While no timeline has been put on the approval by the FDA, the director of the US Centres for Disease Control and Prevention, Dr Rochelle Walensky, said on Monday that her agency was working with “urgency” to finalise a vaccine for young children.

She added during an appearance on NBC’s “Today Show” that she wanted authorisation to happen “in the fall”, that all younger children could be vaccinated “by the end of the year”.

“We’re waiting for the companies to submit the data to the FDA, we're anticipating that will happen in the fall,” said Dr Walensky. “We will look at that data from the FDA, from the CDC, with the urgency that we all feel for getting our kids vaccinated and we're hoping by the end of the year”.

Dr Gottlieb said on Sunday that Pfizer would be able to handover its findings from clinical trials in children aged below 12 to the FDA by the end of September, and that it would be filed with the body “very quickly”.

“If everything goes well, the Pfizer data package is in order, and FDA ultimately makes a positive determination, I have confidence in Pfizer in terms of the data that they've collected. But this is really up to the the Food and Drug Administration to make an objective determination,” Dr Gottlieb said.

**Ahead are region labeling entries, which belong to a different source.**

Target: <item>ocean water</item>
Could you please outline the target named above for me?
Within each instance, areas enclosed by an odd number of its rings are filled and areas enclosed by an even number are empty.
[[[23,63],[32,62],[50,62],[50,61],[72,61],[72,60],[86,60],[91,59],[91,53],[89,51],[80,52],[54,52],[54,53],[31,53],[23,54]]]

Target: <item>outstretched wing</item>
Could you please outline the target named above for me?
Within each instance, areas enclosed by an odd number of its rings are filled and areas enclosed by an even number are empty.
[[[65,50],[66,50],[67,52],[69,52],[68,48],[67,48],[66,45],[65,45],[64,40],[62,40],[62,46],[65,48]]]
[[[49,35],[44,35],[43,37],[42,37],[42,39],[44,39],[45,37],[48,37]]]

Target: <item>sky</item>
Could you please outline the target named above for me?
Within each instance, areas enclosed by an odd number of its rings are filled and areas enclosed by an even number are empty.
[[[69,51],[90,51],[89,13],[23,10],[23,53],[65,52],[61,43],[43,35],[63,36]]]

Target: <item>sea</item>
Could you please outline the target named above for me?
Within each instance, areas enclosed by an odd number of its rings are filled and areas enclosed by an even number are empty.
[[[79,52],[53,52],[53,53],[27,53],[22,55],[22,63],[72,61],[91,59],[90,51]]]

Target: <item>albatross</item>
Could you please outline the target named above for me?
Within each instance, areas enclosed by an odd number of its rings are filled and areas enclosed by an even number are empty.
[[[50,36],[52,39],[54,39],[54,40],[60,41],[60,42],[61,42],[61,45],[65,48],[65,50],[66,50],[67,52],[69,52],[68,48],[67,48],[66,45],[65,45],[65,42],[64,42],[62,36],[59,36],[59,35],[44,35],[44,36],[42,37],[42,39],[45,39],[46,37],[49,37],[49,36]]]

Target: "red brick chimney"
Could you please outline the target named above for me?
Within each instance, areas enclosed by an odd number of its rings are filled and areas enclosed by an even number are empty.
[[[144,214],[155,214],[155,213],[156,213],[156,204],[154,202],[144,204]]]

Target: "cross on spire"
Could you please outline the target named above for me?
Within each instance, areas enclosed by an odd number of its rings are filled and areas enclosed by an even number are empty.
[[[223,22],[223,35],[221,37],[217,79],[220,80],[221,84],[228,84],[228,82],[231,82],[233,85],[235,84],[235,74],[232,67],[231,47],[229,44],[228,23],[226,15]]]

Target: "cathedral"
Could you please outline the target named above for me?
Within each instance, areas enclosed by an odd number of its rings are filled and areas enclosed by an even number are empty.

Dr Anthony Fauci, the US chief medical adviser and director of the National Institute of Allergy and Infectious Diseases (NIAID), told CNN last month that he was confident that the trials would show as much efficiency in young children as in adults.

"I don't think there's going to be any question that this is going to be effective in the children at that younger age. I have no doubt about that," Dr Fauci said.

Parents were warned by the FDA on Friday not to ask health providers to vaccinate children before authorisation from the body, and full results from clinical trials, because “children are not small adults”.

“Issues that may be addressed in paediatric vaccine trials can include whether there is a need for different doses or different strength formulations of vaccines already used for adults,” the FDA, which could not give a date for authorisation, added.

Vaccinating children against Covid, who according to CBS account for about a quarter of all infections in the US, will improve the rate of vaccinations among the whole population — which currently stands at 53.8 per cent.